El exilio era un destino fatal, y yo sentí, en todo el trayecto que hacía en julio de 2025, que había algo en mi viaje que de alguna forma se parecía al momento cruel que sufrieron aquellos hombres que, en su mayor promedio, o habían muerto o respondían allí a una leyenda viva que pronto sería la lástima de un recuerdo.

Porque de alguna forma quien viaja, sea de mayor edad o un chiquillo, siempre guarda consigo aquello que le impactó en la primera escala. Y jamás perdí en aquel tiempo, el de la diáspora y el exilio, la sensación de que éstos, la diáspora, el exilio, jamás dejan atrás la huella de la realidad que dejan en el alma las primeras lágrimas.

Yo abrigaba la esperanza de hallarme, en tierra firme, con el bosque de Chapultepec, donde se había celebrado aquel encuentro de exiliados y de compatriotas venidos de España. Pero lo cierto es que, ya en tierra firme, cuando quise encontrarme con la estatua dedicada al poeta León Felipe, el objeto de aquel homenaje de los visitantes y de los devenidos mexicanos, resultó que el ayuntamiento de México había cerrado el centro que fue de aquel homenaje. Por razones económicas de la comunidad.
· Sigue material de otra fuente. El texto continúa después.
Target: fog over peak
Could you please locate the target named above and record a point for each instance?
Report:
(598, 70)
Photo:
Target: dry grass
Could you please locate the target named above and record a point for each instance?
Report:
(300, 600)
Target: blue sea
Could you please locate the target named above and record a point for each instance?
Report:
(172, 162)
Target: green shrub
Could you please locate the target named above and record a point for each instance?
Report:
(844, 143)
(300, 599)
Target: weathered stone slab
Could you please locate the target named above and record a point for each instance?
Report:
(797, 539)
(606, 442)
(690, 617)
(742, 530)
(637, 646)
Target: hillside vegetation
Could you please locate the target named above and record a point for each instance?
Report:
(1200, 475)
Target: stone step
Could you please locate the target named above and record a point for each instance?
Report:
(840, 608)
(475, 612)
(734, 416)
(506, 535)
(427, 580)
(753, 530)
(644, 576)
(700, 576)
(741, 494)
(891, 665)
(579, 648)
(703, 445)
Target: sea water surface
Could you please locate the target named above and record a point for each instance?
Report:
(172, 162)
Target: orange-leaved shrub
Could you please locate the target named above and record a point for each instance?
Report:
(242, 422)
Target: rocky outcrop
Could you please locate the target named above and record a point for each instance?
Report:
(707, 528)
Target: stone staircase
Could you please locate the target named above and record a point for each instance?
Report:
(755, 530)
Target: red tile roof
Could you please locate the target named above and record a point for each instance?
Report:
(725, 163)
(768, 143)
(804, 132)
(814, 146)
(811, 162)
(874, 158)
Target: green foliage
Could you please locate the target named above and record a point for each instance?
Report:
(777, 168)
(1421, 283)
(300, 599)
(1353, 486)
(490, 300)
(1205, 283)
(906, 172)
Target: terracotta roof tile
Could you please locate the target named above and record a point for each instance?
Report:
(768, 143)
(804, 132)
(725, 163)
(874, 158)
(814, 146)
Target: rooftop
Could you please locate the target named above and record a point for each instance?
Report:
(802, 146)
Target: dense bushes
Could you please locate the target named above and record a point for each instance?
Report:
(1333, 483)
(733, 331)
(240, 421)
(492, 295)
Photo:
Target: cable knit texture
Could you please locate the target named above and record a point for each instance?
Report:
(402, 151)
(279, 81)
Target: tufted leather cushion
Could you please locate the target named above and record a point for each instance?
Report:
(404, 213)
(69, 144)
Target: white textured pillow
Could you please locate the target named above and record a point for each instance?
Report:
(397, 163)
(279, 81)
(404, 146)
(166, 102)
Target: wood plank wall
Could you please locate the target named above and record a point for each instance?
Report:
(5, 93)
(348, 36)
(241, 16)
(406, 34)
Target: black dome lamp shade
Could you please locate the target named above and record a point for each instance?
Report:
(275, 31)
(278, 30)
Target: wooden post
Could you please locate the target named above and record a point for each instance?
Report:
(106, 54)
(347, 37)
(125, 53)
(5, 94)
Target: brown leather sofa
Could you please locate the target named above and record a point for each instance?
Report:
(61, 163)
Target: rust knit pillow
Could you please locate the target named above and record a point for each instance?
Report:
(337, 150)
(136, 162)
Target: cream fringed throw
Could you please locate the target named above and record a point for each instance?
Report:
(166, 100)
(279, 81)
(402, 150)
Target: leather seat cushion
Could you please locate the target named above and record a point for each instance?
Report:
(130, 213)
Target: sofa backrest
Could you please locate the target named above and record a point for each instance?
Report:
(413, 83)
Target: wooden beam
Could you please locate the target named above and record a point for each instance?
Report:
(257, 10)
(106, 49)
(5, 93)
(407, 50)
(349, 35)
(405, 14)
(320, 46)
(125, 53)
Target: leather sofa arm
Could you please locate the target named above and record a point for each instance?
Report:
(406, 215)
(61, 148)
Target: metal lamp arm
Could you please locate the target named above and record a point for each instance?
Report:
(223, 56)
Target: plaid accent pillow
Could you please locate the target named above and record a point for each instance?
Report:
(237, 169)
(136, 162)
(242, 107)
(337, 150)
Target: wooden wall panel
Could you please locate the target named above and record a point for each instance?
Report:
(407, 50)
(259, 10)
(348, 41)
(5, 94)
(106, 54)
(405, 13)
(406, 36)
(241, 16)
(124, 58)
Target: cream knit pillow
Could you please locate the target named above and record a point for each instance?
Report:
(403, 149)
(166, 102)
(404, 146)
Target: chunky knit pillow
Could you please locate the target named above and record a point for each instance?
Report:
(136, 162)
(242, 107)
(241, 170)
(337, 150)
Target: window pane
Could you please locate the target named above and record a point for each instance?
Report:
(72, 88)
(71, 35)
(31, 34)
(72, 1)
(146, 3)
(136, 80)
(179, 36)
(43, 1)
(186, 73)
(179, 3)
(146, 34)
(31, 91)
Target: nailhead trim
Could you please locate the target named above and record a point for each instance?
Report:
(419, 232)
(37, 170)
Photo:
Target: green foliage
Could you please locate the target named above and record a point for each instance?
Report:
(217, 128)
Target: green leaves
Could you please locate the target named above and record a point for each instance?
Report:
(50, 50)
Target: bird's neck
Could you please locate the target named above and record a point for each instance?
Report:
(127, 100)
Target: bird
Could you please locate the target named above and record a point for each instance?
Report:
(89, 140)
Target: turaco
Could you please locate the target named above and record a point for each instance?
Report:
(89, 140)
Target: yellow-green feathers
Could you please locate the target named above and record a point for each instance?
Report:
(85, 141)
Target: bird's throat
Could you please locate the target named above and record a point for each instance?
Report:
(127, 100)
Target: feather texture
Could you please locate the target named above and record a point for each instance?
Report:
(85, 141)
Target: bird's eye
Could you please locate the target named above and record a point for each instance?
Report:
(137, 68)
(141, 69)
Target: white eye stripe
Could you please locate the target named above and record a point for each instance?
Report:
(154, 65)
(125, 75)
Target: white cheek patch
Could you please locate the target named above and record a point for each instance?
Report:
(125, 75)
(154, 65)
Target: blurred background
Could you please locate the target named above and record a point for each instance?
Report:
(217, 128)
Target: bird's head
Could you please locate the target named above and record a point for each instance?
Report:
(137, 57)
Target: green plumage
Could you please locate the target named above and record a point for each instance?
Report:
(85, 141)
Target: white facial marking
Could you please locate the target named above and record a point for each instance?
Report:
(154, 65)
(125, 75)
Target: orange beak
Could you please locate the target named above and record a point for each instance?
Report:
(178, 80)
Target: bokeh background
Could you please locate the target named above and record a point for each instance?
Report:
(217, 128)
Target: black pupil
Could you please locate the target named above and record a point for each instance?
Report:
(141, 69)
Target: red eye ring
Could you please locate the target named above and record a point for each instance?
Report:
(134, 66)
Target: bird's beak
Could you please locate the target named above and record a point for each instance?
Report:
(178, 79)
A los aledaños de aquel sitio que entonces fue una advertencia (el exilio se escribió en esa estatua del poeta) de que también lo más intenso del recuerdo a veces se va como un espejo roto o como un verso de León Felipe que ahora está cerrado por la autoridad del presente.

Me llevó a aquella zona sagrada el profesor David Jorge, español de ahora que enseña en México; sabe más que lo que sabían aquellos que rindieron recuerdo al poeta, y con esa sabiduría de su tiempo me dijo más de aquella estatua que lo que yo mismo hubiera visto cuando allí, en otro tiempo, la glosaba el profesor Juan Marichal. Exiliado él, hermano de exiliado, padre de Carlos Marichal, que desde hace años enseña en México lo que es la vida y lo que fue para México y para España la añoranza de los exiliados.

El viaje en avión, en fin, fue nocturno y apacible hasta que se apagaron las luces y los somnolientos estiraron sus asientos respectivos, hasta hacer imposible la lectura e incluso el sosiego de dormir, casi hasta que México se hizo visible, precisamente cuando en España empezaba a amanecer y la noche caía como la lluvia sobre la nada.

En aquel aterrizaje me esperaba un amigo, Geney Beltrán, escritor, autor de Crónica de la lumbre (Alfaguara), y la vida por delante. Ya me había escapado de la sensación de que quizá era una locura hacer un viaje tan largo para escribir de Gabo, o para saber más de él, pero valía la pena haber hecho el trayecto, también, por leer aquel libro que casi acabé en la noche de insomnio, y también porque delante tenía la certeza de hallarme con una historia hermosa, deseada: saber más de Gabriel García Márquez, que allí había escrito, en situación precaria, con inspiración apasionada, Cien años de soledad.